Honey, you will lose your beauty
and your handsome sweetie, this whine,
this agitation, the one you sent for
with your leather boots and your guitar.
The lonesome snag of barbed wire you have
wrapped around your heart is cash money,
honey, you will have to pay.
Poet's note: “Ontological” adapts the phrase “…when you go looking for what is lost, everything is a sign” from Eudora Welty's story “The Wide Net.”
LONG STORY
from Windfall: New and Selected Poems (2000)
To speak in a flat voice
Is all that I can do.
—James Wright, “Speak”
I need to tell you that I live in a small town
in West Virginia you would not know about.
It is one of the places I think of as home.
When I go for a walk, I take my basset hound
whose sad eyes and ungainliness always draw
a crowd of children. She tolerates anything
that seems to be affection, so she lets the kids
put scarves and ski caps on her head
until she starts to resemble the women who have to dress
from rummage sales in poverty's mismatched polyester.
The dog and I trail the creek bank with the kids,
past clapboard row houses with Christmas seals
pasted to the windows as a decoration.
Inside, television glows around the vinyl chairs
and curled linoleum, and we watch someone old
perambulating to the kitchen on a shiny walker.

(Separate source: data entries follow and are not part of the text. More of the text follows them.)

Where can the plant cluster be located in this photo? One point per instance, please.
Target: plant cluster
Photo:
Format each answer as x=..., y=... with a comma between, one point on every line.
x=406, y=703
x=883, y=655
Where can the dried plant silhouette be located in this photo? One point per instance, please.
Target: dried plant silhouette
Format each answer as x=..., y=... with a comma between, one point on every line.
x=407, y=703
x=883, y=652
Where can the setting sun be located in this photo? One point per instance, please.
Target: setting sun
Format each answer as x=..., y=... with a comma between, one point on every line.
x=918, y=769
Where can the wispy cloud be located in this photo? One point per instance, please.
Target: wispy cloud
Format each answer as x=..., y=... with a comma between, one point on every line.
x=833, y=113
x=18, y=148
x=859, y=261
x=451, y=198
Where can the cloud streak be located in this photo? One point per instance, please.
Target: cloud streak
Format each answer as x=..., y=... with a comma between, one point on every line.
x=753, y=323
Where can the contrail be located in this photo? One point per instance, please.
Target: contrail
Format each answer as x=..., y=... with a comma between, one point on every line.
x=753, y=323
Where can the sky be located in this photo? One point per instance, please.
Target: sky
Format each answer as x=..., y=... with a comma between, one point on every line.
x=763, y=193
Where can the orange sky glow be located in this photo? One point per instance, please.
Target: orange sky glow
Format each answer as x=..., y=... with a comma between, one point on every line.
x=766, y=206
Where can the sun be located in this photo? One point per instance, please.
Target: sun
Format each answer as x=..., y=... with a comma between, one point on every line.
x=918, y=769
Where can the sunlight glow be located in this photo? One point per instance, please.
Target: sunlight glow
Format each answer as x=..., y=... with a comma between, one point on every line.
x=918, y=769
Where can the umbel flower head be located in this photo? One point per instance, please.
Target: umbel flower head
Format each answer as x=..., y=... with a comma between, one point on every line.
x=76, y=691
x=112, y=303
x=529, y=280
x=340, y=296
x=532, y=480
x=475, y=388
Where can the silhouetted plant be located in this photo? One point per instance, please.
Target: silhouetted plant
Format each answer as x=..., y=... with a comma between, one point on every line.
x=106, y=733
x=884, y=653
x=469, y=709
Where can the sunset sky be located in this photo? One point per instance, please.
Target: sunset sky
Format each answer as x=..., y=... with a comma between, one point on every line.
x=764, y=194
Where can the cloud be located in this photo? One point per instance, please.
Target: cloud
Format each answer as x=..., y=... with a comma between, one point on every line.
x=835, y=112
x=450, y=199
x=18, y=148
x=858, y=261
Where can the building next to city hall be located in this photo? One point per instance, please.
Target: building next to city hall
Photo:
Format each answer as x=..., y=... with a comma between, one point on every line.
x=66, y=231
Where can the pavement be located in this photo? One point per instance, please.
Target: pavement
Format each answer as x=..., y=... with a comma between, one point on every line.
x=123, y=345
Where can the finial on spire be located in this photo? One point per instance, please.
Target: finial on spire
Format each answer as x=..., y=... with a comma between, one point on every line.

Up the hill in town, two stores have been
boarded up beside the youth center and miners
with amputated limbs are loitering
outside the Heart and Hand. They wear Cat diesel caps
and spit into the street. The wind
carries on, whining through the alleys,
rustling down the sidewalks, agitating
leaves, and circling the courthouse steps
past the toothless Field sisters who lean
against the flagpole holding paper bags
of chestnuts they bring to town to sell.
History is one long story of what happened to us,
and its rhythms are local dialect and anecdote.
In West Virginia a good story takes awhile,
and if it has people in it, you have to swear
that it is true. I tell the kids the one about
my Uncle Craig who saw the mountain move
so quickly and so certainly it made the sun
stand in a different aspect to his little town
until it rearranged itself and settled down again.
This was his favorite story. When he got old,
he mixed it up with baseball games, his shift boss
pushing scabs through a picket line, the Masons
in white aprons at a funeral, but he remembered
everything that ever happened, and he knew how far
he lived from anywhere you would have heard of.
Anything that happens here has a lot of versions,
how to get from here to Logan twenty different ways.
The kids tell me convoluted country stories
full of snuff and bracken, about how long
they sat quiet in the deer blind with their fathers
waiting for the ten-point buck that got away.
They like to talk about the weather,
how the wind we're walking in means rain,
how the flood pushed cattle fifteen miles downriver.
These kids know mines like they know hound dogs
and how the sirens blow when something's wrong.
They know the blast, and the stories, how
the grown-ups drop whatever they are doing
to get out there. Story is shaped
by sound, and it structures what we know.
They told me this, and three of them
swore it was true, so I'll tell you
even though I know you do not know
this place, or how tight and dark the hills
pull in around the river and the railroad.
I'll say it as the children spoke it,
in the flat voice of my people:
down in Boone County, they sealed up
forty miners in a fire. The men who had come
to help tried and tried to get down to them,
but it was a big fire and there was danger,
so they had to turn around
and shovel them back in. All night long
they stood outside with useless picks and axes
in their hands, just staring at the drift mouth.
Here's the thing: what the sound must have been,
all those fire trucks and ambulances, the sirens,
and the women crying and screaming out
the names of their buried ones, who must have
called back up to them from deep inside
the burning mountain, right up to the end.
SONNET FOR HER LABOR
from Windfall: New and Selected Poems (2000)
My Aunt Nita's kitchen was immaculate and dark,
and she was always bending to the sink
below the window where the shadows off the bulk
of Laurel Mountain rose up to the brink
of all the sky she saw from there. She clattered
pots on countertops wiped clean of coal dust,
fixed three meals a day, fried meat, mixed batter
for buckwheat cakes, hauled water, in what seemed lust
for labor. One March evening, after cleaning,
she lay down to rest and died. I can see Uncle Ed,
his fingers twined at his plate for the blessing;
my Uncle Craig leaning back, silent in red
galluses. No one said a word to her. All that food
and cleanliness. No one ever told her it was good.
A PLACE WITH PROMISE
from A Space Filled with Moving (1992)
Sometimes my affection for this place wavers.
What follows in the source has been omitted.